My rat has a really bad odor, so I suggested to my mom that maybe we should get cat litter because well it has to control cat anmonia. So will it be ok for one female rat in a bird cage?


----------



## Night (Feb 23, 2007)

No. Cat litter isn't suitable for any small animal. 

What kind of cage is your rat in exactly, and how often do you clean it? What sort of litter are you using currently?


----------



## Wench (Apr 5, 2007)

I've read from a few different research sites that cat litter is not acceptable for rats, but I've heard people here talking about using Yesterday's News with success.

Not to jump on you, but does your rat have a cage mate? I understand that some rats are not social and do not do well with others of their species, but you may not know that most rats are social creatures and they need the company of their own kind. Humans can not give rats the type of interaction that they need in order to lead full, healthy lives. It is like having a human spend his life with no other companion than a dog. While it is a great companion, it is not the same as another of our own species and it cannot communicate with us.

Hope that's been helpful.


----------



## Night (Feb 23, 2007)

I don't even think of Yesterday's News as cat litter anymore  YN is great for rats. I just figured, from the way the OP put it, she was talking about clumping cat litter.


----------



## OnlyOno (Apr 4, 2007)

besides yesterday's news they also have some dust-free recycled paper cat litter that i use in the little ratty litter box with no problem. pretty much, if it's dust free, all-natural paper, and unscented, it should be okay.

lol night, i was so confused with your first post. i was like, "um, i thought you loved YN?"


----------



## FoytheFox (Dec 24, 2006)

Yes I was talking about the clay based products. I will try Yesterday's News.

My rat doesn't have a cage mate because I wanted to see how one would turn out, but I have to clean out her cage every 3-4 days. I can't imagine the smell of two.

I'm also alittle scared about introducting a little ratlit to my resident female, she is very big and I am not sure how she would react to one.


----------



## Night (Feb 23, 2007)

You have to do proper introductions, on neutral territory. Research introducing rats before bringing home your new girl, and it'll be fine. 

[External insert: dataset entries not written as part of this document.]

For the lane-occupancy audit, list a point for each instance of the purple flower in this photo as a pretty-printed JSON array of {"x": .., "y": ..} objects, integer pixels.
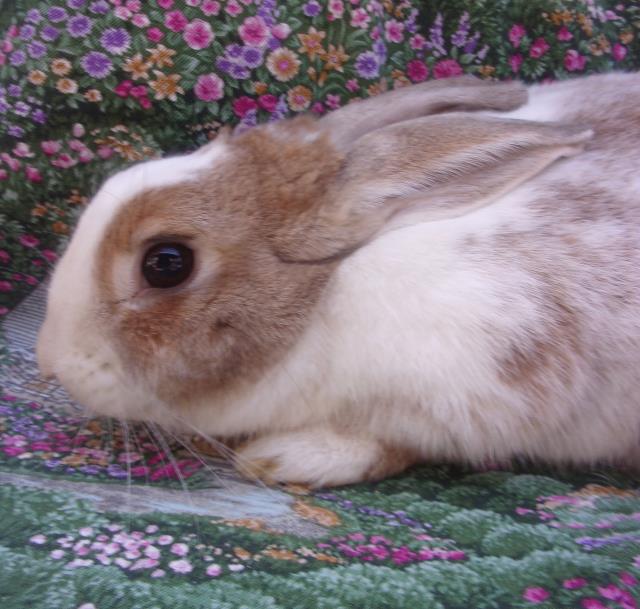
[
  {"x": 234, "y": 50},
  {"x": 49, "y": 33},
  {"x": 27, "y": 32},
  {"x": 17, "y": 58},
  {"x": 21, "y": 109},
  {"x": 460, "y": 37},
  {"x": 367, "y": 65},
  {"x": 239, "y": 72},
  {"x": 56, "y": 13},
  {"x": 100, "y": 7},
  {"x": 311, "y": 8},
  {"x": 33, "y": 16},
  {"x": 36, "y": 49},
  {"x": 116, "y": 40},
  {"x": 252, "y": 57},
  {"x": 472, "y": 43},
  {"x": 96, "y": 64},
  {"x": 79, "y": 26},
  {"x": 380, "y": 49},
  {"x": 224, "y": 65}
]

I have 11 rats in one cage, in my bedroom. They never smell. My best friend runs a rat rescue, and in her basement she has 10-30 rats at any time - they never smell either. There's definitely something wrong with your situation.

Some more questions...

1. What food is she eating? 
2. Do you know the exact cage brand/model, or have a picture?
3. What litter are you currently using?
4. Do you spot clean the cage?


----------